Has Europe shown solidarity during the crisis? Across the continent, this question has sparked many heated debates. But what does solidarity even mean?
We know it as the iconic “all for one, one for all”, a slogan employed by the three musketeers and popular among firefighters. Yet it doesn’t mean that solidarity is an unconditional surrender to someone else. It is rather a logical conclusion of having a common goal that can only be reached by common means. It means that regardless of their individual potential, all parties do all they can to reach this goal. And should one of them be overwhelmed, others step in to take their place.
Europe wasn’t designed for solidarity
In that sense, solidarity is both not conditioned and fully conditioned. Not conditioned means that everyone makes an effort towards a goal – and therefore towards others. “Fifty percent solidarity” is an oxymoron. Fully conditioned means that all are required to give all they can. Solidarity is not idealistic but much like a contract: It is reciprocal and requires common goals.
Therefore, solidarity is not altruistic – but rather selfish. In contrast to what is commonly assumed, it is built on an expectation of reciprocity – even if the payback is temporarily detached from one’s own contribution. Jürgen Habermas has called solidarity the “other end of justice”, saying it is derived from the welfare of an intersubjectively shared lifestyle of related comrades. Crucially, these comrades have agreed to individually make an effort to safeguard their collective lifestyle.
The idea of solidarity also lies at the heart of insurance: Everyone contributes and whoever most needs it gets a payout. All members contribute in the knowledge that misfortune could strike them – in which case they would enjoy the aid they are now granting others. If someone violates the agreement by not paying his dues or by setting her own house on fire, that person will be ousted from the insurance.
Putting European solidarity to the test
The common European currency was never designed with solidarity in mind. Quite the opposite is true: The no-bail-out clause of Article 125 of the Treaty on the Functioning of the European Union explicitly bans solidarity. But if support cannot be earned by adhering to the rules, why should the rules be upheld? Many European countries asked themselves this very question and concluded that adherence to the Stability and Growth Pact of 1997 caused nothing but domestic turmoil while having no tangible benefits on the European level. Consequently, most of them ignored the treaty’s statutes.

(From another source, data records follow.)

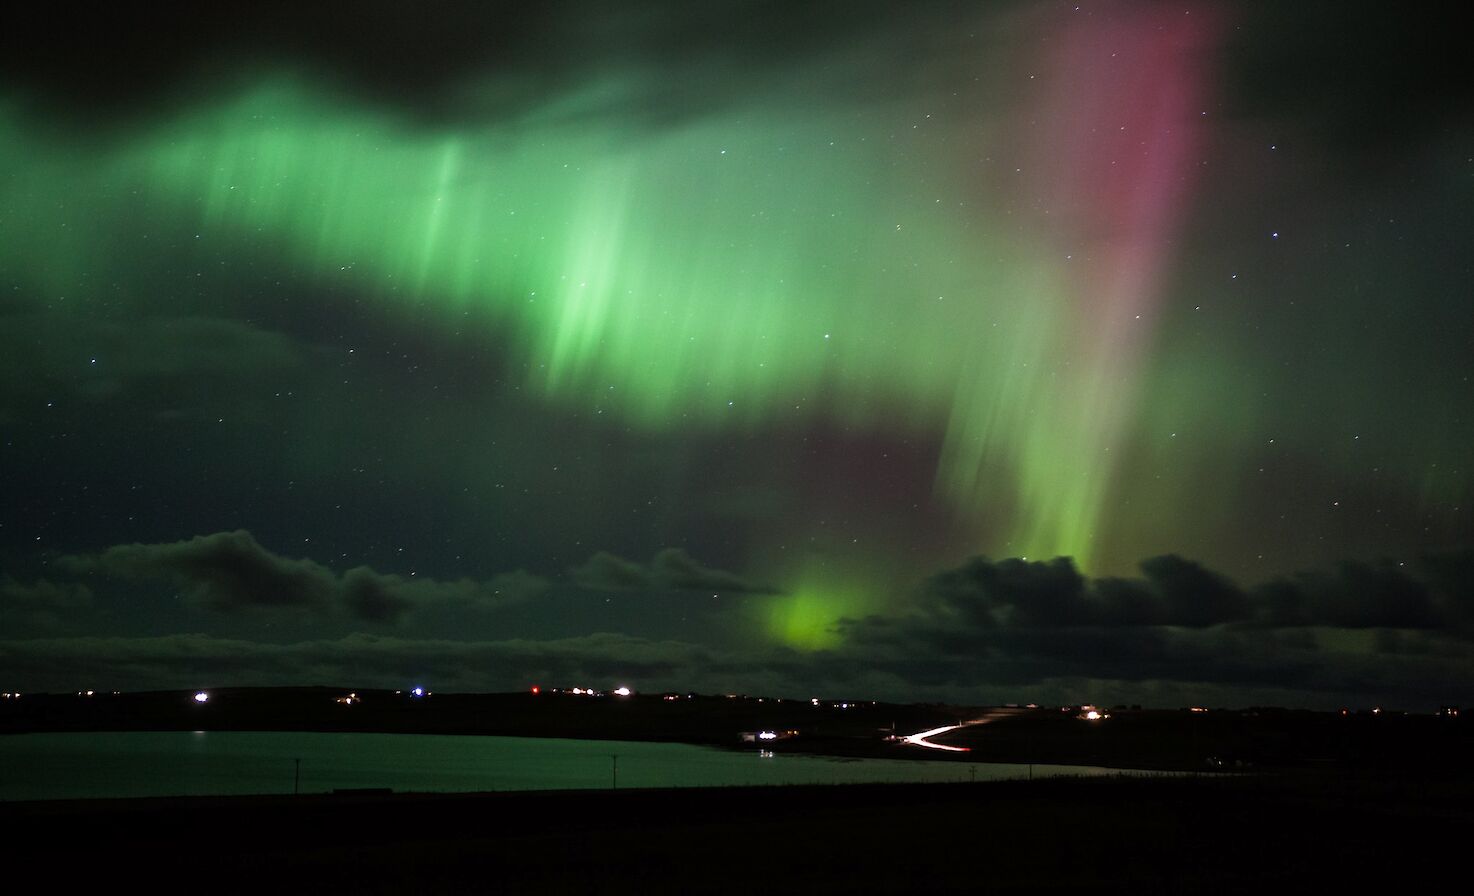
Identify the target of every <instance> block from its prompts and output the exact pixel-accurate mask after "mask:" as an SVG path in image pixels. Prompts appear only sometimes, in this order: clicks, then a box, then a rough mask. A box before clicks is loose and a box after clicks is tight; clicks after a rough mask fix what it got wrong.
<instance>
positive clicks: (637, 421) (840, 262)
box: [0, 12, 1207, 567]
mask: <svg viewBox="0 0 1474 896" xmlns="http://www.w3.org/2000/svg"><path fill="white" fill-rule="evenodd" d="M1163 15H1164V13H1163ZM1159 19H1162V16H1159V15H1157V13H1153V12H1142V13H1139V15H1134V16H1123V18H1120V19H1116V24H1113V25H1110V27H1108V28H1107V29H1106V31H1104V32H1103V31H1101V29H1100V28H1098V27H1094V25H1079V27H1075V25H1070V27H1067V28H1066V31H1064V40H1063V41H1060V46H1061V49H1060V50H1058V52H1057V56H1051V57H1048V59H1044V60H1029V63H1030V66H1035V65H1036V63H1038V66H1039V68H1041V71H1044V75H1045V77H1044V83H1042V84H1044V85H1042V97H1039V99H1041V103H1042V105H1039V106H1030V109H1042V112H1041V113H1038V118H1039V119H1041V121H1044V122H1045V125H1044V128H1042V130H1030V127H1029V125H1027V124H1026V122H1024V121H1017V119H1016V118H1019V116H1021V115H1024V113H1023V112H1020V111H1019V109H1013V111H1002V112H999V111H993V109H976V111H974V116H973V118H970V119H967V118H957V119H955V121H951V122H948V121H940V119H937V121H932V122H930V124H927V125H926V127H924V128H921V127H915V128H912V127H911V124H909V122H911V121H912V119H915V118H918V116H917V115H914V113H912V112H911V111H909V109H907V111H902V109H899V108H889V106H887V108H881V109H880V111H871V113H870V116H871V119H867V118H865V116H864V115H858V113H855V111H853V109H849V108H834V109H821V111H818V113H815V111H814V109H811V108H793V105H792V103H784V102H783V99H781V97H777V99H768V102H755V103H752V105H747V106H736V108H731V109H725V111H718V112H712V113H709V115H706V116H702V118H694V119H691V121H684V122H680V124H675V125H669V127H650V125H638V124H626V122H621V121H618V119H612V118H609V116H607V113H594V112H587V113H584V116H579V115H578V111H579V109H588V108H597V106H598V103H597V102H594V100H593V99H590V97H588V96H584V94H573V96H569V97H563V99H556V100H550V103H548V105H547V108H544V109H541V111H538V112H534V113H529V115H526V116H523V118H520V119H516V121H492V122H485V124H481V125H475V127H472V125H460V127H455V128H441V130H433V128H420V130H413V128H407V127H404V125H402V124H399V122H397V121H394V119H392V118H388V116H383V115H379V113H374V112H370V111H364V109H355V108H354V106H351V105H348V103H345V102H343V100H340V99H336V97H330V96H327V94H321V93H317V91H314V90H312V88H310V87H307V85H302V84H299V83H295V81H290V80H283V81H276V83H262V84H261V85H258V87H256V88H254V90H249V91H246V93H243V94H239V96H237V97H236V99H233V100H228V102H221V103H218V105H214V106H209V108H200V109H195V111H190V112H184V113H181V115H178V116H177V118H174V119H172V121H167V122H164V124H161V125H156V127H153V128H149V130H143V131H139V133H136V134H133V136H131V139H128V140H125V141H121V143H118V144H116V146H113V147H111V149H108V150H103V152H100V153H75V155H74V156H71V158H60V159H57V158H55V156H53V153H52V152H50V147H49V146H47V144H46V141H44V140H38V139H29V137H28V136H25V134H24V133H22V130H21V128H19V125H18V124H15V121H13V119H12V122H10V124H6V125H4V134H6V137H4V149H3V152H4V158H6V162H7V168H9V169H10V171H13V172H15V174H13V177H12V180H10V183H9V186H7V190H9V192H10V195H9V196H7V197H6V200H7V205H9V206H12V208H19V209H22V212H28V214H29V218H27V220H28V223H29V224H31V225H34V227H35V230H37V231H44V230H46V228H47V227H59V225H60V224H63V223H65V221H69V220H72V218H74V217H77V215H78V214H80V215H88V217H93V218H96V220H106V221H112V223H118V221H122V220H127V218H130V217H136V215H143V214H147V215H162V217H168V218H174V220H181V221H195V223H198V227H199V230H200V231H202V233H203V234H206V236H209V237H211V242H212V243H217V245H218V243H221V242H230V240H251V242H254V243H259V245H270V246H274V248H276V249H279V251H280V252H282V253H284V255H286V256H287V258H289V259H290V262H292V264H295V265H301V267H304V268H307V270H308V271H311V273H312V274H314V276H320V277H323V279H324V280H327V281H335V283H346V284H351V286H352V287H354V289H358V290H361V292H363V293H364V295H371V296H377V298H380V299H382V301H383V302H385V304H386V307H389V308H398V309H404V312H405V314H407V315H420V317H427V318H429V320H430V321H433V320H435V318H439V320H444V321H447V326H450V324H451V321H454V326H461V324H463V323H464V320H466V318H467V317H469V318H470V320H473V321H478V323H479V324H482V326H485V332H486V339H489V340H497V342H501V343H503V345H509V346H510V348H511V352H513V355H514V365H516V370H525V386H528V388H531V389H534V391H537V392H539V393H541V395H544V396H545V398H547V399H548V401H553V402H559V404H566V405H575V407H598V408H600V410H610V411H615V413H618V414H621V416H622V417H624V419H625V420H628V421H629V423H631V424H635V426H641V427H649V429H677V427H708V429H740V430H758V429H761V427H765V426H772V424H778V423H781V424H784V426H789V424H792V423H793V421H796V420H797V421H805V420H814V419H825V420H830V421H839V423H840V424H843V426H855V427H883V429H886V430H890V432H909V433H920V435H924V436H929V438H936V439H937V441H939V445H940V448H939V455H937V472H936V483H937V491H939V492H940V494H942V495H943V497H945V498H946V500H948V501H949V503H951V504H952V505H954V507H955V510H957V514H958V519H960V520H963V522H964V525H967V526H971V528H973V529H974V531H976V532H977V538H979V544H977V548H979V550H980V551H991V553H1008V554H1024V556H1057V554H1067V556H1073V557H1076V559H1077V561H1079V563H1080V564H1082V566H1085V567H1089V566H1092V561H1094V556H1092V554H1094V547H1095V539H1097V533H1098V529H1100V526H1101V513H1103V507H1104V503H1106V498H1107V495H1108V492H1110V489H1111V485H1113V477H1114V475H1116V469H1117V466H1116V460H1114V458H1113V457H1111V452H1113V451H1119V449H1120V447H1122V445H1123V444H1125V441H1126V435H1128V433H1129V430H1131V429H1132V426H1134V413H1135V401H1136V395H1138V392H1139V389H1141V386H1139V376H1141V357H1142V355H1144V354H1145V352H1147V351H1150V348H1151V326H1153V317H1154V308H1156V304H1157V302H1159V301H1160V295H1159V292H1160V287H1159V284H1157V279H1159V276H1160V268H1162V264H1163V258H1164V252H1166V246H1167V242H1169V240H1170V236H1172V230H1173V224H1175V218H1176V217H1178V214H1179V209H1181V205H1182V202H1184V197H1185V195H1187V175H1188V168H1190V153H1191V152H1192V149H1191V147H1192V128H1194V124H1192V116H1194V115H1195V103H1197V100H1198V96H1200V93H1201V85H1203V80H1204V71H1203V69H1201V63H1198V62H1192V59H1194V56H1192V53H1195V52H1197V50H1198V49H1200V47H1201V44H1203V43H1206V41H1207V38H1206V37H1204V34H1206V28H1201V27H1200V25H1197V24H1194V25H1192V27H1191V28H1188V27H1187V25H1182V24H1178V22H1164V21H1159ZM1194 41H1195V43H1194ZM1107 44H1111V46H1117V47H1125V49H1126V50H1125V53H1123V56H1125V59H1123V60H1122V62H1119V63H1116V62H1111V60H1110V59H1106V57H1104V56H1103V55H1104V53H1106V50H1104V47H1106V46H1107ZM1111 59H1114V57H1111ZM595 93H597V91H595ZM1029 115H1030V116H1032V115H1035V112H1029ZM923 121H926V119H923ZM1111 128H1120V130H1111ZM1017 134H1024V136H1023V137H1021V139H1019V140H1020V143H1019V144H1017V146H1016V147H1010V143H1008V141H1010V139H1014V137H1017ZM1103 134H1104V136H1103ZM1010 136H1014V137H1010ZM991 152H996V153H999V155H1008V153H1010V152H1016V153H1020V155H1023V156H1027V158H1029V159H1032V162H1030V169H1029V174H1027V175H1026V177H1023V178H1021V180H1011V181H1010V183H1008V184H1007V186H1004V184H989V186H983V187H982V189H979V175H977V159H979V158H980V156H985V155H988V153H991ZM21 184H24V186H21ZM57 196H62V197H63V199H65V202H63V203H62V205H60V206H57V203H56V202H55V197H57ZM958 196H963V197H968V199H967V200H963V202H958V200H957V197H958ZM59 208H63V209H65V211H59ZM1014 208H1024V209H1033V211H1030V212H1029V214H1020V215H1017V217H1014V215H1013V211H1011V209H1014ZM1020 220H1026V221H1027V224H1024V225H1023V227H1020V224H1019V221H1020ZM16 227H18V225H16V223H15V220H12V221H9V223H0V236H6V237H9V236H19V234H16V233H15V231H16ZM27 230H31V227H28V228H27ZM69 239H71V240H72V242H71V243H69V245H68V248H66V251H65V252H62V251H57V249H55V248H46V246H41V245H38V242H37V240H34V239H18V240H9V239H7V240H6V246H0V256H3V258H4V262H6V267H7V268H10V270H18V271H28V274H29V276H31V277H34V279H37V280H46V279H52V277H56V276H57V270H62V268H66V265H68V262H66V256H68V255H69V256H72V258H80V256H87V258H90V259H93V264H96V259H99V258H103V256H105V253H106V246H105V243H106V239H105V237H103V236H102V234H100V233H99V234H94V236H90V237H88V236H87V234H83V236H77V234H75V233H74V234H72V236H71V237H69ZM180 252H189V249H187V248H186V249H180ZM1072 256H1073V258H1072ZM1066 259H1070V261H1066ZM111 264H112V265H113V267H116V268H127V267H128V264H130V261H128V259H112V262H111ZM81 301H83V302H85V301H87V298H85V296H81ZM170 301H172V299H170ZM417 320H419V317H417Z"/></svg>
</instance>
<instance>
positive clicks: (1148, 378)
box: [0, 1, 1474, 703]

The crisis hasn’t put European solidarity to the test – it has really been instrumental in creating solidarity through a painful process. Today, there are not only rules – which existed beforehand – but also clear conditions. A solidarity fund (the ESM) has been established, which requires members to adhere to clear guidelines if they want to someday enjoy its benefits.
At the beginning of the Greek crisis in 2010, Slovakia refused to participate in the aid package for Greece. At the time, Slovakian finance minister Ivan Mikloš gave the following reason: “Solidarity of the poor with the rich, of the responsible with the irresponsible and of the taxpayer with the bank owners and managers is no true solidarity.”
Solidarity without emotions
The Slovaks are understandably upset about paying for a country wealthier than their own. But Mikloš’ definition of solidarity is misguided. He implies that true solidarity consists of the rich paying for the poor. In reality, solidarity means mutual help, help that isn’t granted on grounds of individual wealth but based on the rules agreed upon in a community. “Solidarity” is no moral category; it is a safety agreement based on dependency.
Making this realization could cool down the temperature of the pan-European discourse, which currently consists of far too many accusations: One side claims to be “paying for the others’ slack” while the other side complains that “their austerity destroys our social fabric”.
In order to increase solidarity in Europe, we must first therefore rid the term of its moral undertones and see it for what it truly is: An agreement to make a common effort to reach a common goal. In itself, solidarity implies neither good nor evil – just as car insurance doesn’t.
Of course, engaging in a more rational discourse does not rule out other kinds of support, such as humanitarian help or gifts. The European project has room for those kinds of emotions – they just shouldn’t affect solidarity.